Cette démarche transparente et idéaliste fait des adeptes sur les cinq continents. Les 1,4 million de membres des Lions animent 43 000 clubs dans 181 pays. Le Rotary rassemble 1,2 million d’adhérents dans plus de 29 000 clubs couvrant 160 pays, et Kiwanis compte 300 000 affiliés et 7 000 antennes dans 60 pays. Même des clubs plus petits comme Y’sdom International, Zonta International et Civitan opèrent à l’échelle mondiale. Dans toutes les organisations-phare, les jeunes ont leur propre réseau. L’engagement local témoigne en parallèle de la générosité individuelle des adhérents : comment ne pas respecter la jeune femme qui repeint le chalet où le Rotary veut héberger des enfants handicapés, admirer l’Optimiste quadragénaire qui arpente de nuit les rues de sa ville pour tenter de sauver quelques adolescents paumés, applaudir le membre du Canadian Progress Club qui fait la quête au coin d’une rue à Terre-Neuve pour financer les Jeux olympiques spéciaux et la Kinette qui se lève à l’aube pour entraîner une équipe de hockey amateur ?
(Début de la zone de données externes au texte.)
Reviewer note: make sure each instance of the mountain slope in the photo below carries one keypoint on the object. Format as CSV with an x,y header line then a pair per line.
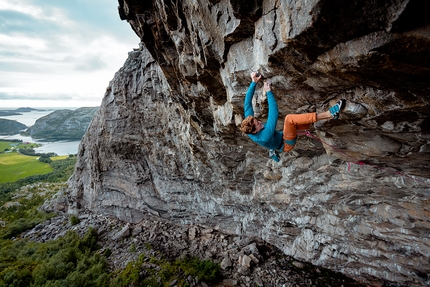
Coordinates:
x,y
166,140
63,124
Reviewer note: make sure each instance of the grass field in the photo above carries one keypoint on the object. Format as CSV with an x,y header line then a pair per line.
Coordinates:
x,y
14,166
9,145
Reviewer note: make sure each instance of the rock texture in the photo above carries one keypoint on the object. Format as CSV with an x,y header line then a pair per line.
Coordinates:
x,y
63,124
244,261
165,141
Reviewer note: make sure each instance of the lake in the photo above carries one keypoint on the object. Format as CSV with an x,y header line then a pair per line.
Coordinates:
x,y
59,147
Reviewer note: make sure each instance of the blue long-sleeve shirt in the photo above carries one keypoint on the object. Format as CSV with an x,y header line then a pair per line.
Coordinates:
x,y
268,137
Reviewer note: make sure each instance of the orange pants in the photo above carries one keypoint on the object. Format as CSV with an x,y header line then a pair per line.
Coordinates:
x,y
294,123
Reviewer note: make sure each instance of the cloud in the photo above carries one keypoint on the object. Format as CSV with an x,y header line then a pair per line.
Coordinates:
x,y
51,50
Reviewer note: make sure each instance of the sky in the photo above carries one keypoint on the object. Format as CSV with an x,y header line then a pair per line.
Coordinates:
x,y
60,53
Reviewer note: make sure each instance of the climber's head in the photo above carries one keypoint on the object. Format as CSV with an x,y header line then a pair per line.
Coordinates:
x,y
251,125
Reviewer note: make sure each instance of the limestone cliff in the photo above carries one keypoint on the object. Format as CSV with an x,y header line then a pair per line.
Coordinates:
x,y
166,141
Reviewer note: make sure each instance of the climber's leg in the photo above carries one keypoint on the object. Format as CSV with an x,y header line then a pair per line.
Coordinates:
x,y
292,123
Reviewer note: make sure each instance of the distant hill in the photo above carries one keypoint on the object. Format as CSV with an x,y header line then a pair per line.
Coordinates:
x,y
16,112
26,110
10,127
63,124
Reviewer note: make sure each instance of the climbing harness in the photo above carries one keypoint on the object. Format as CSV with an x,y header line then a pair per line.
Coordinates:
x,y
356,161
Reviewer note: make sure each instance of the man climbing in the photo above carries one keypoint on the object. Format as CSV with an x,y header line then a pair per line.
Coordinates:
x,y
266,135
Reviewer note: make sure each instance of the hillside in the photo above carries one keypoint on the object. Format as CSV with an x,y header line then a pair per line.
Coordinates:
x,y
11,127
63,124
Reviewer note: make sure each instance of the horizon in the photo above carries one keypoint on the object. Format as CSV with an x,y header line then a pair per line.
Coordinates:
x,y
60,53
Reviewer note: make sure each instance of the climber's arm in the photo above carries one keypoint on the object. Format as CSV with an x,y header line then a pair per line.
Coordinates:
x,y
272,118
250,94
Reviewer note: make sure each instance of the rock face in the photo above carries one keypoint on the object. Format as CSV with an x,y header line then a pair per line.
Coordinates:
x,y
165,141
63,124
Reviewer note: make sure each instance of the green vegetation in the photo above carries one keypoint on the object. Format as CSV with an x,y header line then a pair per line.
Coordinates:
x,y
61,170
14,166
15,144
73,260
68,261
159,272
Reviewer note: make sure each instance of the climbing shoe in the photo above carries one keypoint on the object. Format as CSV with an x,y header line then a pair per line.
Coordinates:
x,y
273,153
335,110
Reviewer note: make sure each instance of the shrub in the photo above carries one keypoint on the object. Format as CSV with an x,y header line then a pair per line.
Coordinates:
x,y
68,261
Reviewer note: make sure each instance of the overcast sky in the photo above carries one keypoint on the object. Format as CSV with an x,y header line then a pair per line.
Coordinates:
x,y
60,53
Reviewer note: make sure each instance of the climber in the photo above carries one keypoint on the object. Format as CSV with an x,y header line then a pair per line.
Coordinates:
x,y
266,134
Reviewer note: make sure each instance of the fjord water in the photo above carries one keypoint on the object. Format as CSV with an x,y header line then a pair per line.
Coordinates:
x,y
62,147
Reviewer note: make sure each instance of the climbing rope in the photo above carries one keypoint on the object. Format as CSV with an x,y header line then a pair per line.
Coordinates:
x,y
361,163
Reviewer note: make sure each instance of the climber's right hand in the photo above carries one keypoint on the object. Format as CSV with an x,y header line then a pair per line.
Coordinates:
x,y
255,76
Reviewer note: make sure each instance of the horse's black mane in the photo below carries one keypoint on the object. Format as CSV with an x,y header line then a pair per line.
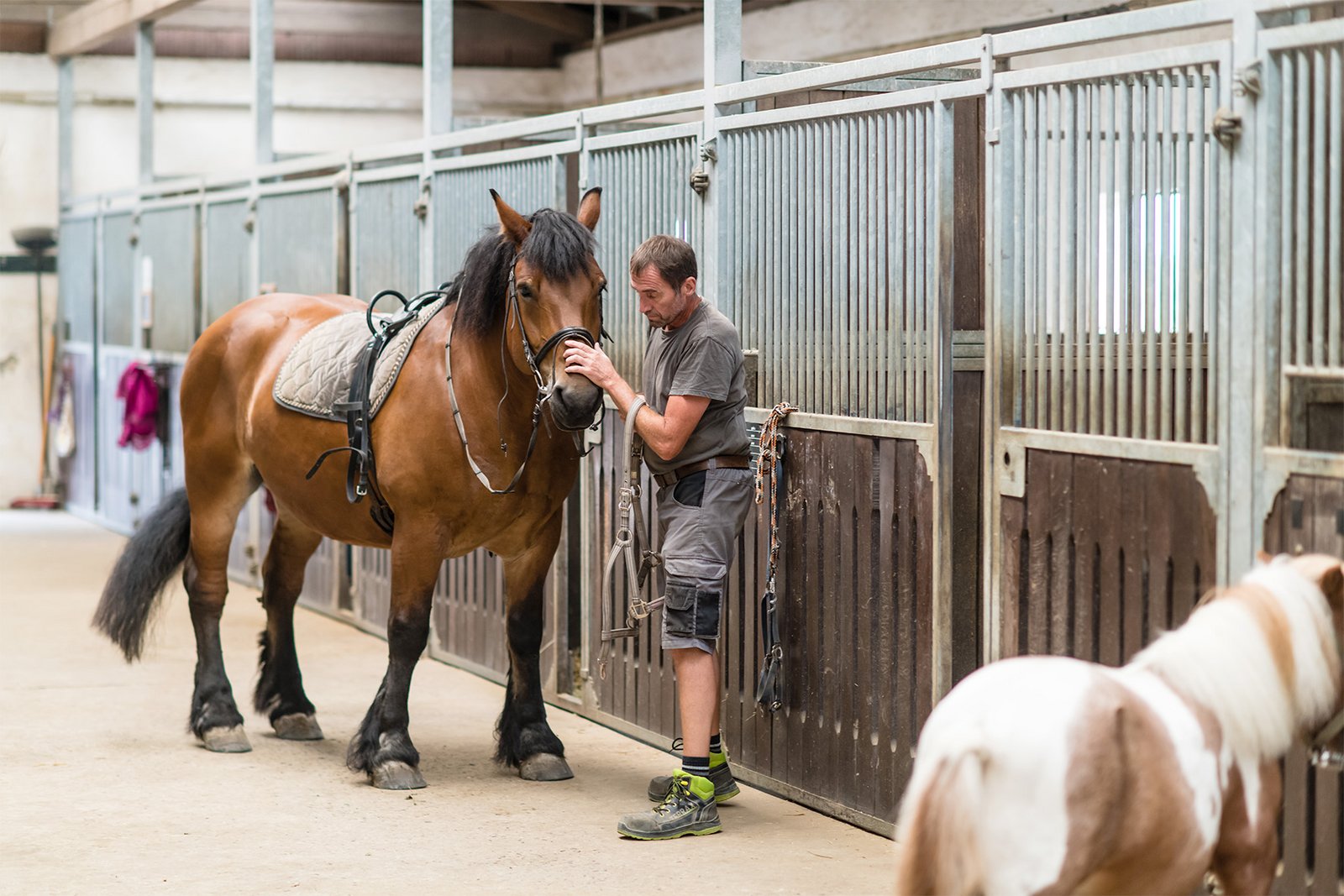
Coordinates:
x,y
558,244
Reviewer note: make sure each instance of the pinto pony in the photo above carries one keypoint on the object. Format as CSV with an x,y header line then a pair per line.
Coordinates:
x,y
522,291
1054,775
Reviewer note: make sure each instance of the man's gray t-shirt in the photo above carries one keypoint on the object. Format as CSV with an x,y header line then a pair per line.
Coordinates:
x,y
702,358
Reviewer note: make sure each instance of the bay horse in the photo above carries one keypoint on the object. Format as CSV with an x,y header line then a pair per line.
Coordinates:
x,y
522,289
1055,775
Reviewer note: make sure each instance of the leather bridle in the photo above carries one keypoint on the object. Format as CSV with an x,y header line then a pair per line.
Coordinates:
x,y
534,363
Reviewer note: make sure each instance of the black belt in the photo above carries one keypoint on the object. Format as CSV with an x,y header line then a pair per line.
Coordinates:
x,y
722,463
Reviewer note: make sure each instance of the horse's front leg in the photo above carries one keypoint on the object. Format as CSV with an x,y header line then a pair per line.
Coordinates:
x,y
382,747
526,741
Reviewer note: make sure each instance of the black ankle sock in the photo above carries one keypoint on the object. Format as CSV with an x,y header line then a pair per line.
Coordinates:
x,y
696,766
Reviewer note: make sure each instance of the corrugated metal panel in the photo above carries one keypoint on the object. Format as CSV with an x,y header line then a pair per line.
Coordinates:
x,y
831,271
464,208
226,264
1109,277
297,241
118,282
386,250
76,268
168,241
645,191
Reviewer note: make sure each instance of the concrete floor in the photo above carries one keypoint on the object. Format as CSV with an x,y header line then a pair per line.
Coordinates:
x,y
104,792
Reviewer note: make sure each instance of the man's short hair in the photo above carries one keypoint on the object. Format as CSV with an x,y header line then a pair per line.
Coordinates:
x,y
672,258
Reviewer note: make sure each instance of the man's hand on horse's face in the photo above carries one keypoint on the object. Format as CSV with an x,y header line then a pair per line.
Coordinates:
x,y
591,362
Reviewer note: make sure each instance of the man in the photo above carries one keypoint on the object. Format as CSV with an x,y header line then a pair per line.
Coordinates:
x,y
696,443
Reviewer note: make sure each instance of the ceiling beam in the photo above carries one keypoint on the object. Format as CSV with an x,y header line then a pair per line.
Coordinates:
x,y
562,19
93,24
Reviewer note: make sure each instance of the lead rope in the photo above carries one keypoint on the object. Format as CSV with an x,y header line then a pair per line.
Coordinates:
x,y
770,684
628,544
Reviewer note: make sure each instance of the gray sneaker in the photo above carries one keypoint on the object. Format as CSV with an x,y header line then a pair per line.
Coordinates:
x,y
689,809
725,786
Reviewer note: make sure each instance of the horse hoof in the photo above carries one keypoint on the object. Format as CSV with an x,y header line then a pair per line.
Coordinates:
x,y
297,726
398,775
544,766
232,739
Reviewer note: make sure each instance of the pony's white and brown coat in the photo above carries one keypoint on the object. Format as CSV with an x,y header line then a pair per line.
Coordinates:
x,y
1055,775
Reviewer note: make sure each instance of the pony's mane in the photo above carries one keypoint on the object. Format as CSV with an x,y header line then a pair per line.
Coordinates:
x,y
558,244
1223,660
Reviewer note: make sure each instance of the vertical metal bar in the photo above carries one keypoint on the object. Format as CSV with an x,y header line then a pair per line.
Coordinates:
x,y
1028,250
264,78
1166,248
1090,291
895,266
1336,221
1010,288
1068,297
1124,281
1301,235
924,271
1142,259
1285,291
1153,186
1319,208
880,253
1180,145
145,100
65,128
722,66
1106,273
848,239
437,70
1052,332
904,143
941,149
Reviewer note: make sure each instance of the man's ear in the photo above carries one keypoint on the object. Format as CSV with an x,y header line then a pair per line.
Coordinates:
x,y
511,223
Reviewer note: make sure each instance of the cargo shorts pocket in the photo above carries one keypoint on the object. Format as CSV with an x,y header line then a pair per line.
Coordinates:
x,y
691,613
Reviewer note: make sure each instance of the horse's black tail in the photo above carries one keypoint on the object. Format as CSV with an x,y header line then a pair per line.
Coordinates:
x,y
141,574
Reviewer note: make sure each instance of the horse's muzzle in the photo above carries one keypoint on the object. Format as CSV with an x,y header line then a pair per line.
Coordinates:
x,y
575,403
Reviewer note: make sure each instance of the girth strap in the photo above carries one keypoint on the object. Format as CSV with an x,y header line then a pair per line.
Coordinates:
x,y
362,472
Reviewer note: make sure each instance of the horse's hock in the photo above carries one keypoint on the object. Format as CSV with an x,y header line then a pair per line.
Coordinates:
x,y
1065,354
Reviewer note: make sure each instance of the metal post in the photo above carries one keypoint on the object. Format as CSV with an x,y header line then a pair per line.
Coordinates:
x,y
65,127
145,98
264,78
437,114
1242,327
722,66
437,69
941,331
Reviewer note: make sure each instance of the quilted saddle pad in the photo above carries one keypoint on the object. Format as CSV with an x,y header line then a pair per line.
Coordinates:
x,y
322,365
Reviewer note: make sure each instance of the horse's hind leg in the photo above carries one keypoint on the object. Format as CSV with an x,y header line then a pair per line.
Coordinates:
x,y
280,687
214,512
526,739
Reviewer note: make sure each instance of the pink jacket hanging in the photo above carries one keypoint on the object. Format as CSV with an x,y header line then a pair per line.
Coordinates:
x,y
140,391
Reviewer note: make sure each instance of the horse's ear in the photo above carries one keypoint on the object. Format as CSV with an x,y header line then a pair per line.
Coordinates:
x,y
1332,586
591,207
511,223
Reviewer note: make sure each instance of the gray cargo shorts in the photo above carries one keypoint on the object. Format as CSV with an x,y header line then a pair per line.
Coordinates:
x,y
699,521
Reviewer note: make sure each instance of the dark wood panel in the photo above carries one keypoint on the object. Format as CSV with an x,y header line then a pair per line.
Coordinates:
x,y
1308,516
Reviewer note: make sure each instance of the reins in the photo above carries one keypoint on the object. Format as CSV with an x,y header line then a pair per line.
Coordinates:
x,y
770,684
628,544
534,362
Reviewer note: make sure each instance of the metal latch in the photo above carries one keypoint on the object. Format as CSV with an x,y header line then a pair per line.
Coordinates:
x,y
1227,127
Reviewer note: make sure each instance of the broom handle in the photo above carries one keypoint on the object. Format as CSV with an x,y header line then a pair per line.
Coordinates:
x,y
46,407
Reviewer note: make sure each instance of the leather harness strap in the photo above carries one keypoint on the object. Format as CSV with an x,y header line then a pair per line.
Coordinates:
x,y
722,463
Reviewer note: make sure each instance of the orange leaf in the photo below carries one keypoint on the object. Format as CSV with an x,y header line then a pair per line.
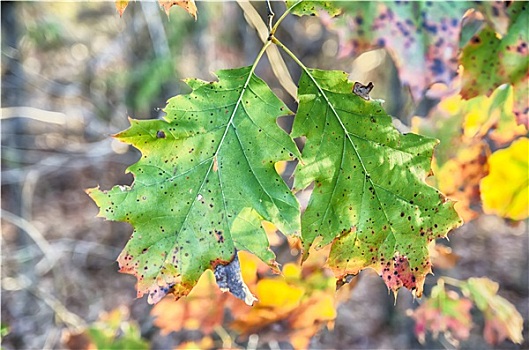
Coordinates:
x,y
202,309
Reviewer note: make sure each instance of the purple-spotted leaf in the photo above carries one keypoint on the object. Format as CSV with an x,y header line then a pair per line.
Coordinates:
x,y
369,198
312,8
204,183
490,59
423,37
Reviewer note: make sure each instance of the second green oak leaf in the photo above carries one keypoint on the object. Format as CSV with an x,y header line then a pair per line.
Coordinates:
x,y
369,198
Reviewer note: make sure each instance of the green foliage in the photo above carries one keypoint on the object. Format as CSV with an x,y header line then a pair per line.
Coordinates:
x,y
204,183
369,194
206,180
312,8
504,58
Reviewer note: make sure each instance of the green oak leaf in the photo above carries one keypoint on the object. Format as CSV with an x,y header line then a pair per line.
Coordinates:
x,y
490,59
204,183
311,8
369,198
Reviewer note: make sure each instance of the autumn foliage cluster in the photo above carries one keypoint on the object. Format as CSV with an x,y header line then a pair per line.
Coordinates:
x,y
208,197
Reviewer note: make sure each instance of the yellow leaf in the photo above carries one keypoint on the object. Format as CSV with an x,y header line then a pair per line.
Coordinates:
x,y
121,5
278,293
202,309
188,5
505,191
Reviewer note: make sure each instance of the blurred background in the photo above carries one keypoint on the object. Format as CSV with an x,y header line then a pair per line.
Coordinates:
x,y
72,73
Plus nécessaire que jamais

Jimmy Carter, qui a commencé dans un club des Lions une vie publique couronnée par la présidence des États-Unis, a parfaitement résumé l’idéal du mouvement dans un discours sur la vie à Plains, la ville de Géorgie qui l’a vu naître : « Tout ce qui se faisait, se faisait grâce aux Lions. Si une veuve avait un problème, qui allait-elle voir ? Le maire ? Non, les Lions. » Malgré de vigoureuses campagnes de recrutement, notamment dans les écoles secondaires, les clubs connaissent, hélas, une inquiétante désaffection. Difficile d’assurer la relève d’un mouvement altruiste dans le climat d’égoïsme sacré qui règne actuellement ! Dans toute l’Amérique du Nord, les rangs des clubs s’éclaircissent, et l’âge moyen augmente.

Pourtant, le bénévolat est plus nécessaire que jamais depuis les coupes sombres pratiquées dans les budgets publics. Et l’approche pragmatique des clubs a toujours donné de meilleurs résultats que les méthodes bureaucratiques des fonctionnaires.

Si les clubs dépérissent, toute la communauté s’appauvrit – or, qu’est-ce qu’une nation, sinon une communauté de communautés ? Pour que ces piliers de nos collectivités puissent attirer des membres en nombre suffisant, il faudrait sans doute que la société cesse de les tenir pour quantité négligeable. Il est temps de donner aux porteurs et porteuses de leurs épinglettes la place d’honneur qu’ils ont si largement méritée.